A recent human study published in the scientific journal Antioxidants found that consuming grapes protected against ultraviolet (UV) damage to the skin.[1]  Study subjects showed increased resistance to sunburn after consuming 2 ¼ cups of grapes [sic] every day for two weeks. Additionally, subjects displaying UV resistance also demonstrated unique microbiomic and metabolomic profiles suggesting a correlation between the gut and skin. Natural components found in grapes known as polyphenols are thought to be responsible for these beneficial effects.

The title alone makes me ask: Who paid for this?
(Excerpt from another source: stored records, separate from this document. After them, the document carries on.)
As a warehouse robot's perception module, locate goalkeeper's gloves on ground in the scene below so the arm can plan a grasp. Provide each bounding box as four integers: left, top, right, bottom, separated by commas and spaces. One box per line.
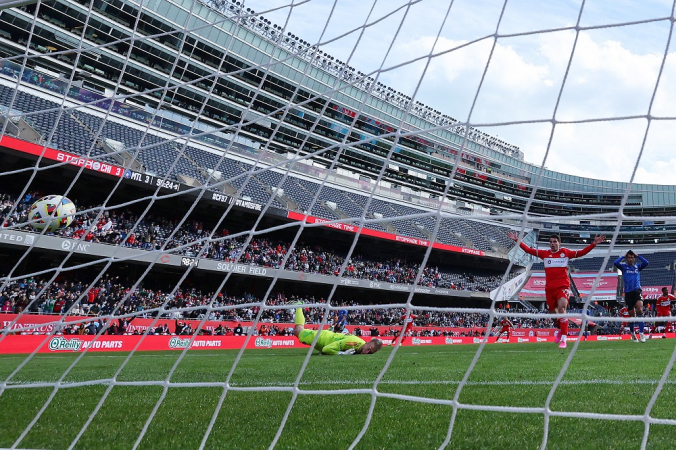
338, 348, 355, 355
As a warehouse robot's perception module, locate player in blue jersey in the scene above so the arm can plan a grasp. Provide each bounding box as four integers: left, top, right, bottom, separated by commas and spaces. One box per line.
613, 250, 649, 342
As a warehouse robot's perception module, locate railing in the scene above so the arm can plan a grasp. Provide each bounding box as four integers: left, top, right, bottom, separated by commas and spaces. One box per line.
201, 0, 522, 159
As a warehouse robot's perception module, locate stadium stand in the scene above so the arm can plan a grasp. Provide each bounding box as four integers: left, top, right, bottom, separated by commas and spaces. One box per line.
0, 86, 513, 252
0, 192, 516, 292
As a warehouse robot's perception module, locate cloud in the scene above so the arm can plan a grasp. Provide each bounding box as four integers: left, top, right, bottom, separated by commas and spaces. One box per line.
240, 0, 676, 184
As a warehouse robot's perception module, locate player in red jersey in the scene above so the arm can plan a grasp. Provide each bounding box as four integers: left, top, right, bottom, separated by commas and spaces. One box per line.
507, 231, 606, 348
392, 313, 418, 345
655, 287, 676, 338
495, 317, 514, 343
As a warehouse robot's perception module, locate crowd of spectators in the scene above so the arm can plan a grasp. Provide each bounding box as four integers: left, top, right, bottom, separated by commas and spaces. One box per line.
0, 275, 604, 336
0, 192, 502, 292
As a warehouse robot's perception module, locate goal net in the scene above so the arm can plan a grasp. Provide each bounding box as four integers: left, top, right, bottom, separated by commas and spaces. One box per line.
0, 0, 676, 448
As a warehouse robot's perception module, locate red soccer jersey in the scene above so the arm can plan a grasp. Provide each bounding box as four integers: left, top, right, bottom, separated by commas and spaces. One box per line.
657, 294, 676, 308
401, 314, 418, 331
521, 242, 596, 291
619, 306, 630, 328
656, 294, 676, 317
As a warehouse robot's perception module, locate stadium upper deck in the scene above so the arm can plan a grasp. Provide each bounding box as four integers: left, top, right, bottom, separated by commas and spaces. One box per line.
0, 0, 676, 240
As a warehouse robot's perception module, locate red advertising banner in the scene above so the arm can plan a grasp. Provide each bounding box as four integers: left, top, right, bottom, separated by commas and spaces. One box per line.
0, 314, 554, 339
571, 272, 617, 300
519, 272, 545, 297
0, 135, 124, 177
0, 333, 676, 354
641, 285, 671, 300
287, 211, 486, 256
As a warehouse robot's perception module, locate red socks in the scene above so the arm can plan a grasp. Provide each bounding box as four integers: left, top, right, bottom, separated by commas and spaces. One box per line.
559, 319, 568, 335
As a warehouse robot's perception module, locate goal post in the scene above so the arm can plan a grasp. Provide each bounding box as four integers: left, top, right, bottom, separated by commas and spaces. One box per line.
0, 0, 676, 448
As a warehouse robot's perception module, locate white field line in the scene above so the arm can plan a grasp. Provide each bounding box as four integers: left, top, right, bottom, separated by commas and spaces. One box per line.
7, 378, 676, 387
0, 344, 618, 360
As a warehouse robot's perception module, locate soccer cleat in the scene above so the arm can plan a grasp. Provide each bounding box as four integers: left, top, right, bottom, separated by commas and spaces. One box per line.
559, 334, 568, 348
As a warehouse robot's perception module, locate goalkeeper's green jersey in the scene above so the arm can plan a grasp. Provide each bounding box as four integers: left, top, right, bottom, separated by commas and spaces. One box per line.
298, 330, 366, 355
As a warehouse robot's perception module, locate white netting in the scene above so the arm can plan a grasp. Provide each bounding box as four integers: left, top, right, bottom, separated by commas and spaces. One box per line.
0, 1, 676, 448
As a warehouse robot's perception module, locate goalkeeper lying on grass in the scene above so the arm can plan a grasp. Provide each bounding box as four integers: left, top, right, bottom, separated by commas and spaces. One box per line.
293, 302, 383, 355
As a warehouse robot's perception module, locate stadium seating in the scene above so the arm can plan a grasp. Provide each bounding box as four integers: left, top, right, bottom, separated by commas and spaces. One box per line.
0, 86, 513, 252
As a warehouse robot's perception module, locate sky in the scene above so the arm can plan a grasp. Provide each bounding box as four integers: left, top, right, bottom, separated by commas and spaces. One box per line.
243, 0, 676, 184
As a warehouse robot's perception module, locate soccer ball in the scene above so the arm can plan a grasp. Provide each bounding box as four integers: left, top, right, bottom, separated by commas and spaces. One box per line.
28, 195, 75, 231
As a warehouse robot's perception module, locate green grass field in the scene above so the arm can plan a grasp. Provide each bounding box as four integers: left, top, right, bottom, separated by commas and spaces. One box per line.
0, 340, 676, 450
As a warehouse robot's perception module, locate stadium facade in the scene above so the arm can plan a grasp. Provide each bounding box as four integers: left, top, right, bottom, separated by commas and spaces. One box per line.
0, 0, 676, 248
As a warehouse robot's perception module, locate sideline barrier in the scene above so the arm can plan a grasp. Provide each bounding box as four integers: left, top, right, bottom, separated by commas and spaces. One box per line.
0, 333, 676, 354
0, 314, 556, 337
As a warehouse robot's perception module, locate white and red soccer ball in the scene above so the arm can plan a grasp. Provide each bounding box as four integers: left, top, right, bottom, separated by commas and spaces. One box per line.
28, 195, 76, 231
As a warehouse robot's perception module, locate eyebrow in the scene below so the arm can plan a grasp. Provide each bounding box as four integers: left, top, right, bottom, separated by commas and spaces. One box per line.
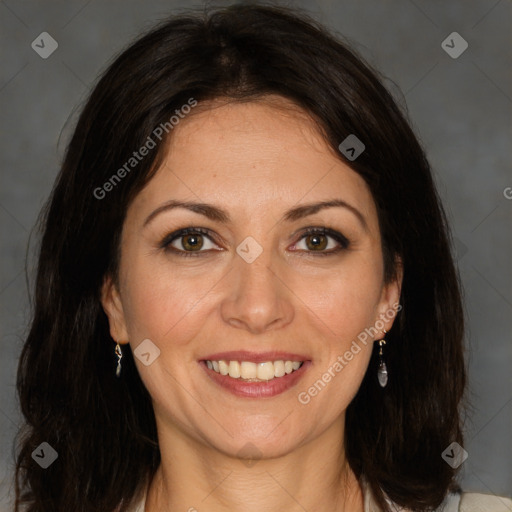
143, 199, 368, 231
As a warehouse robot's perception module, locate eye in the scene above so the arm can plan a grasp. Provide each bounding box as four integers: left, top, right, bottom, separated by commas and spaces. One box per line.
294, 227, 350, 256
160, 228, 220, 256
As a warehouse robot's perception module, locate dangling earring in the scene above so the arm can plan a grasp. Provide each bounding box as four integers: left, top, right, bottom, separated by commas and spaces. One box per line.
114, 342, 123, 378
377, 329, 388, 388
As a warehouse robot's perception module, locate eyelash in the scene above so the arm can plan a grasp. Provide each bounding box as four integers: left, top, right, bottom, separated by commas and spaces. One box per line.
159, 227, 350, 258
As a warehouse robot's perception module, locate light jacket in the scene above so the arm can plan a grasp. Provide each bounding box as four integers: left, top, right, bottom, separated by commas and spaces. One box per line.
130, 478, 512, 512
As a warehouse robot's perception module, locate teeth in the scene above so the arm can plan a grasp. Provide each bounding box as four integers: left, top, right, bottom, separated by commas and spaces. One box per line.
206, 361, 303, 382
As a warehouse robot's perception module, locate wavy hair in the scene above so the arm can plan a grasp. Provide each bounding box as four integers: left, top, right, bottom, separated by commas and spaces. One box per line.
15, 4, 466, 512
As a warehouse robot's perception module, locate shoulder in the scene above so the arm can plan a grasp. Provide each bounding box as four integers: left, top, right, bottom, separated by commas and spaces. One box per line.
459, 492, 512, 512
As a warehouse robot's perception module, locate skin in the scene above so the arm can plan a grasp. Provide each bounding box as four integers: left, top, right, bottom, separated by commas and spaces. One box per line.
102, 97, 402, 512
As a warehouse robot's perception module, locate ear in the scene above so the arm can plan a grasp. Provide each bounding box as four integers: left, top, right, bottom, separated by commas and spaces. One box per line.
101, 276, 129, 344
375, 256, 404, 340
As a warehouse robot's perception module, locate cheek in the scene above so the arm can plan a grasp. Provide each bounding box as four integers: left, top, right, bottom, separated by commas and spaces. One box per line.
123, 251, 218, 344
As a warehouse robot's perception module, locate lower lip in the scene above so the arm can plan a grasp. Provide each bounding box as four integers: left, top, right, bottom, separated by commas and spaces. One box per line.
199, 361, 311, 398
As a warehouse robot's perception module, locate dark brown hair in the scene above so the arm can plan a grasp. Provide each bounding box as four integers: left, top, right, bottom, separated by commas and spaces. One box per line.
16, 4, 466, 512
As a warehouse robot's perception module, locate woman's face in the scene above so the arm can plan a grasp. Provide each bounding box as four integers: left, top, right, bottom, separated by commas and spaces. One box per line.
103, 98, 400, 457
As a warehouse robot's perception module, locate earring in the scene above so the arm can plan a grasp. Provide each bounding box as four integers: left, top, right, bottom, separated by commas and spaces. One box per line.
377, 329, 388, 388
114, 342, 123, 378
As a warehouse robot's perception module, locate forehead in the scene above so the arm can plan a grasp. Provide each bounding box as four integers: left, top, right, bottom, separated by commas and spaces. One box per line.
133, 98, 375, 228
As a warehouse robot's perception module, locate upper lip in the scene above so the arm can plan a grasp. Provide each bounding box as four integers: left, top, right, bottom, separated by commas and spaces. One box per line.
200, 350, 309, 363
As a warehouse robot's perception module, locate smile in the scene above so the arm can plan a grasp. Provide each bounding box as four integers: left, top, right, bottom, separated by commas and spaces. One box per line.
206, 360, 303, 382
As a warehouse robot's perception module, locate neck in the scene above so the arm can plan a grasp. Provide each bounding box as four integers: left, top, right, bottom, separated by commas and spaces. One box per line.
146, 423, 364, 512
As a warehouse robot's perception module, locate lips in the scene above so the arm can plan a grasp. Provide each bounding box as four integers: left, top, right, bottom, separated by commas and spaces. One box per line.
198, 350, 311, 399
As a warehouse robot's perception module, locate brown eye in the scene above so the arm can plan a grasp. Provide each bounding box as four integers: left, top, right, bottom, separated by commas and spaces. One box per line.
160, 228, 217, 256
294, 227, 350, 256
181, 234, 204, 251
305, 234, 328, 251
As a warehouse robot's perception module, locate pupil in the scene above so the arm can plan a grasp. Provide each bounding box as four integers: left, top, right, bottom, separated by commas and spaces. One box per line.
183, 235, 203, 249
310, 235, 325, 249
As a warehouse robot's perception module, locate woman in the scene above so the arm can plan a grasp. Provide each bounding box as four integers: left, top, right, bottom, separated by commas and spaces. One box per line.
16, 5, 512, 512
Here’s the study: [1] Pezzuto, J.M.; Dave, A.; Park, E.-J.; Beyoğlu, D.; Idle, J.R. Short-Term Grape Consumption Diminishes UV-Induced Skin Erythema. Antioxidants 202211, 2372. https://doi.org/10.3390/antiox11122372

Funding: “This work was supported in part by the California Table Grape Commission (J.M.P and J.R.I./D.B.).”  The funding statement continues:

The sponsor was not involved in the preparation of the article; in the collection, analysis and interpretation of data; in the writing of the report; or in the decision to submit this article for publication.

Comment: That’s what they all say, despite much overall evidence to the contrary.

Why the sic?  The study was not, in fact, done wtih grapes.,  It was done with “whole grape powder – equivalent to 2.25 cups of grapes per day – for 14 days.”

Are powdered grapes the same as whole grapes?  Would anyone be willing to eat 2.25 cups of whole grapes every day for 14 days?

I like grapes, and grow two kinds on a fence in Ithaca, some for eating, the Concord ones for jam.  Grapes are fruit.  Fruit is good for health.  Eat them if you like them.  They are useful parts of healthy diets.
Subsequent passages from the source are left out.